Clayton Kershaw's gem vs Angels proved Dodgers can cut ties with Austin Barnes

It is hard to justify the Dodgers keeping Austin Barnes around.
Minnesota Twins v Los Angeles Dodgers
Minnesota Twins v Los Angeles Dodgers / Katelyn Mulcahy/GettyImages

As he has many times already this season, Clayton Kershaw turned into vintage Kershaw on Tuesday night against the Los Angeles Angels. The Los Angeles Dodgers southpaw spun seven scoreless innings with five strikeouts, five hits and two walks.

Driving in the second run of the game to give the Dodgers a 2-0 lead (which they would hold) was Will Smith, who was behind the plate to catch Kershaw and bat third in the lineup. This was a surprise for many, as Kerhaw's right-hand man Austin Barnes is typically behind the plate when he pitches.

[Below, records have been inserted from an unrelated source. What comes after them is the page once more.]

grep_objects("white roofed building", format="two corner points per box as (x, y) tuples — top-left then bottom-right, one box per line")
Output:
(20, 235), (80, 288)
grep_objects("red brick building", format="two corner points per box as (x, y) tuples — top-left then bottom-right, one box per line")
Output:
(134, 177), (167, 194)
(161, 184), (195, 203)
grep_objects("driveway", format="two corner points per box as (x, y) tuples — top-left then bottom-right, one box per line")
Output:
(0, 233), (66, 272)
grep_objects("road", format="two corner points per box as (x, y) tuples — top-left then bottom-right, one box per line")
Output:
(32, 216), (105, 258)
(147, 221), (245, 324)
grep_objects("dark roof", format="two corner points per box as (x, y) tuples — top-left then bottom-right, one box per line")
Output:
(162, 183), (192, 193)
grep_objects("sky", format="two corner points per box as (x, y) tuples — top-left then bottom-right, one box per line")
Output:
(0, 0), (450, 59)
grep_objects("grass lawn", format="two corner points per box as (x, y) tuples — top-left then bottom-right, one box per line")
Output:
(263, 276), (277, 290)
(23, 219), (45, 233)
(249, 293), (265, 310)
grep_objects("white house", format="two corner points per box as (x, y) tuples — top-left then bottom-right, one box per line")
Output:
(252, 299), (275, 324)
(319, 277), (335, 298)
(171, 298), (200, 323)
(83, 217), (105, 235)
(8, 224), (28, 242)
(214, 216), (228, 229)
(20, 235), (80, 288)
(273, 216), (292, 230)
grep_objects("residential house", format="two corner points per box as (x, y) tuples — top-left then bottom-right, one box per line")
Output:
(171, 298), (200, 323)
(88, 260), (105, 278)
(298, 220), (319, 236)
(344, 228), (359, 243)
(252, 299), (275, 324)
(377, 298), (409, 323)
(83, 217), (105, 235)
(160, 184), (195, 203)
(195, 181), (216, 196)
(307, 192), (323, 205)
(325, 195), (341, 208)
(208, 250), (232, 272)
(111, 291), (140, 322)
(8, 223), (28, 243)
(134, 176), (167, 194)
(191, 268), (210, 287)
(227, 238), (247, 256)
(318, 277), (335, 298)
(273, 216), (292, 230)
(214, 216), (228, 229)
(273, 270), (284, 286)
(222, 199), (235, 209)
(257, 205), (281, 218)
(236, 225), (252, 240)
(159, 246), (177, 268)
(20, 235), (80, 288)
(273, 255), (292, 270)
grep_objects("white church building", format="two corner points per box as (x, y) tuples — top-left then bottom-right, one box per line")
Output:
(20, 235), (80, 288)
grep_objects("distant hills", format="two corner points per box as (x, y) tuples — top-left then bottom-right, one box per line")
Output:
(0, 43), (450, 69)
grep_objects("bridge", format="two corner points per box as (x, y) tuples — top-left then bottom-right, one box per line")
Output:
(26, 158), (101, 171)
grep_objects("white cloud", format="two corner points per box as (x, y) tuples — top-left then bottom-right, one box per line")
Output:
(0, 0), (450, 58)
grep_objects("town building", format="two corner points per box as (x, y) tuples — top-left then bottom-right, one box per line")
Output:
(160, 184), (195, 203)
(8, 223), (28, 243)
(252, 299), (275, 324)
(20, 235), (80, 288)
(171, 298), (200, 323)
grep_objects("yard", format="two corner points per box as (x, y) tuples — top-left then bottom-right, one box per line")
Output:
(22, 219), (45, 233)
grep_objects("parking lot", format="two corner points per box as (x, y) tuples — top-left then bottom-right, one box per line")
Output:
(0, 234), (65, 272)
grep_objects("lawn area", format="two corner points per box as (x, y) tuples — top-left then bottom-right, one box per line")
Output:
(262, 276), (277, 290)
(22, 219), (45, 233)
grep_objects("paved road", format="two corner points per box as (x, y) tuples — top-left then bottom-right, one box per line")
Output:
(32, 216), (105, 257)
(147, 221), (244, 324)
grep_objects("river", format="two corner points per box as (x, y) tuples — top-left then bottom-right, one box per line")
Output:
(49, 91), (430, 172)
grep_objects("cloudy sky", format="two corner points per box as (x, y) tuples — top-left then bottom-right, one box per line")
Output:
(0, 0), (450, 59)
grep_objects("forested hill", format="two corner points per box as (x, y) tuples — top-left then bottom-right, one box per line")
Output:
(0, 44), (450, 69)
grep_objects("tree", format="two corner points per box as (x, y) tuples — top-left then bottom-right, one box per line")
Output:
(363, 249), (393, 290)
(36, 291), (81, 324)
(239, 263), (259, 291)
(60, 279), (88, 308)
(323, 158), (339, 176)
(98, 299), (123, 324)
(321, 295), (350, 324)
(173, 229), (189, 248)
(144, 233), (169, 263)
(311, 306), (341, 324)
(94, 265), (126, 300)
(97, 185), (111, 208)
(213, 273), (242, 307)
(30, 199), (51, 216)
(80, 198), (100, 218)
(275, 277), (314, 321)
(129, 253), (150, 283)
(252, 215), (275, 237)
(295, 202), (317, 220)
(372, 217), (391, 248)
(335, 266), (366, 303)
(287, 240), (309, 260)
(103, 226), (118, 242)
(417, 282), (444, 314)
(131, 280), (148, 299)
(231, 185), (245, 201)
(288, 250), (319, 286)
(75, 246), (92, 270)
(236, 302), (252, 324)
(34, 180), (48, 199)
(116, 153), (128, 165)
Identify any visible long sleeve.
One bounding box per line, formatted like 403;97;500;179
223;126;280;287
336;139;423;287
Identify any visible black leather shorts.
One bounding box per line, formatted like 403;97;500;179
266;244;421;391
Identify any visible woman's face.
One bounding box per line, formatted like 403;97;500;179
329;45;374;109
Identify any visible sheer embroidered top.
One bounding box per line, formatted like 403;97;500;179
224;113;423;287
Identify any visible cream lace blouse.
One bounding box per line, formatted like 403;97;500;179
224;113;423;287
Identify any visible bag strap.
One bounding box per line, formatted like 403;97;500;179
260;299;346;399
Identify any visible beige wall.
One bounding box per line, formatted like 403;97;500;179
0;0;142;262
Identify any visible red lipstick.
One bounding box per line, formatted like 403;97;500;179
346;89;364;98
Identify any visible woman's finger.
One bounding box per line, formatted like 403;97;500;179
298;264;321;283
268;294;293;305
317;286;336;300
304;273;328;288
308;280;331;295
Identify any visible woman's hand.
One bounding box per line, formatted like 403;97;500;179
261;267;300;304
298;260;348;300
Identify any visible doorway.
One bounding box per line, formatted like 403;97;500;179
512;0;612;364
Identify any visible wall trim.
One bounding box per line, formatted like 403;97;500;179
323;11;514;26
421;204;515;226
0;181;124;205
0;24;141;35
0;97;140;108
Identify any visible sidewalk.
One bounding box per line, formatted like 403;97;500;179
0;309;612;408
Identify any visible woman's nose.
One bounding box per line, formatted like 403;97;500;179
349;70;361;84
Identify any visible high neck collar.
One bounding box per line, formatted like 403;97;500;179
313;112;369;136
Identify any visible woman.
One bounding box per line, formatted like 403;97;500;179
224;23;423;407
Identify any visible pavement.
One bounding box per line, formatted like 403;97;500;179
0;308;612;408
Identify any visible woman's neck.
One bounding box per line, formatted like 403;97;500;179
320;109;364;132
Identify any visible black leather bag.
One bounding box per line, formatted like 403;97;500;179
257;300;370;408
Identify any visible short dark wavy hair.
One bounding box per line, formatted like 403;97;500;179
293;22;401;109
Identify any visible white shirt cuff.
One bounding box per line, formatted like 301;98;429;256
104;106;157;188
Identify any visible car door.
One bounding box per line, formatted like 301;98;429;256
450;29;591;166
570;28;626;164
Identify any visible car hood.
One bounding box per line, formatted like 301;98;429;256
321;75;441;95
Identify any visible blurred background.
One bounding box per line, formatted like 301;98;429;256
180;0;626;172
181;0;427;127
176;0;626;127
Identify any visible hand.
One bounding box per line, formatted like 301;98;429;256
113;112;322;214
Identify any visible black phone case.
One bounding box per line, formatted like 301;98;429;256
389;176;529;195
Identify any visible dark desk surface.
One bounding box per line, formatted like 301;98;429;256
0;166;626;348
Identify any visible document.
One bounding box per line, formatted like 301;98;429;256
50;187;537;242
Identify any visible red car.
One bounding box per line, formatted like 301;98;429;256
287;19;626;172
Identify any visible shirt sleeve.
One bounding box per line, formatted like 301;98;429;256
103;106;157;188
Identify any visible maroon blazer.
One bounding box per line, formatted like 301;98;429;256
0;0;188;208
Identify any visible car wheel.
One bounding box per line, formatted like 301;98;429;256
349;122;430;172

While Barnes has caught more Kershaw games this season, this is not the first time Smith has caught Kershaw in 2023. In total, Smith has caught six of Kershaw's 15 starts, with the other nine going to Barnes.

This is more than just a one-game sample size, though. Smith catching Kershaw on Tuesday night should be indicative of something bigger; something Dodgers fans have been hoping to see for quite some time.

Clayton Kershaw's gem with Will Smith proved the Dodgers don't need Austin Barnes

If you just look at the surface-level pitching stats, it seems like Kershaw is far better with Barnes behind the plate than Smith. Kershaw has a 1.77 ERA with Barnes catching versus a 4.32 ERA when Smith is catching. However, those numbers for Smith are inflated by Kershaw's one awful start this season: his May 21 outing where he let up four runs in 3.2 innings pitched.

When it comes to team success, the Dodgers are far better when both Kershaw and Smith play. In the six games where Smith has caught Kershaw, the Dodgers are 5-1. In the nine games where Barnes has caught Kershaw, the Dodgers are 5-4.

Plus, it is not like the rest of the pitching staff is benefitting from Barnes. Dodgers pitchers have a 4.56 ERA with Barnes behind the plate and a 4.26 ERA with Smith behind the plate.

This proves that the one good reason to keep Barnes around — to help Kershaw — is just a facade. It really does not seem to make a difference and, if anything, Barnes' atrocious offense is actively hurting the Dodgers when he's in the lineup.

Barnes is batting .107 with a .339 OPS this season. His OPS+ is -5. For those unaware, an OPS+ of 100 is considered average. To be in the negative is to be a new level of bad that is hard to comprehend. In 2019, NL pitchers batted .131 with a .329 OPS. Kershaw is a career .162 hitter with a .390 OPS.

If the Dodgers are going to use Barnes to catch Kershaw then they are legitimately better off letting Kershaw hit for himself and instead DHing Barnes. That's how bad it has gotten.

Not every backup catcher is going to be great offensively, and expecting great offensive numbers out of Barnes is expecting failure. But to be so bad that he equates to a starting pitcher? That warrants change. It especially warrants change when Barnes has played in 30 games this season, and in those 30 games, the Dodgers are 15-15. They are 25-18 when he doesn't play. That's the difference between a 94-win team and an 81-win team.

What makes it even worse is the Dodgers have Hunter Feduccia waiting in the wings to be a backup catcher and provide a much better offensive outlook than Barnes. Sure, the Dodgers may prefer that Feduccia get more consistent playing time in AAA, but it's not like he's even the catcher of the future.

With Diego Cartaya and Dalton Rushing also in the system, Feduccia was never expected to be the starting catcher of the future. Him getting fewer reps as the backup at the big-league level is not going to change the bigger picture.

It certainly would be a far better option than Barnes, though.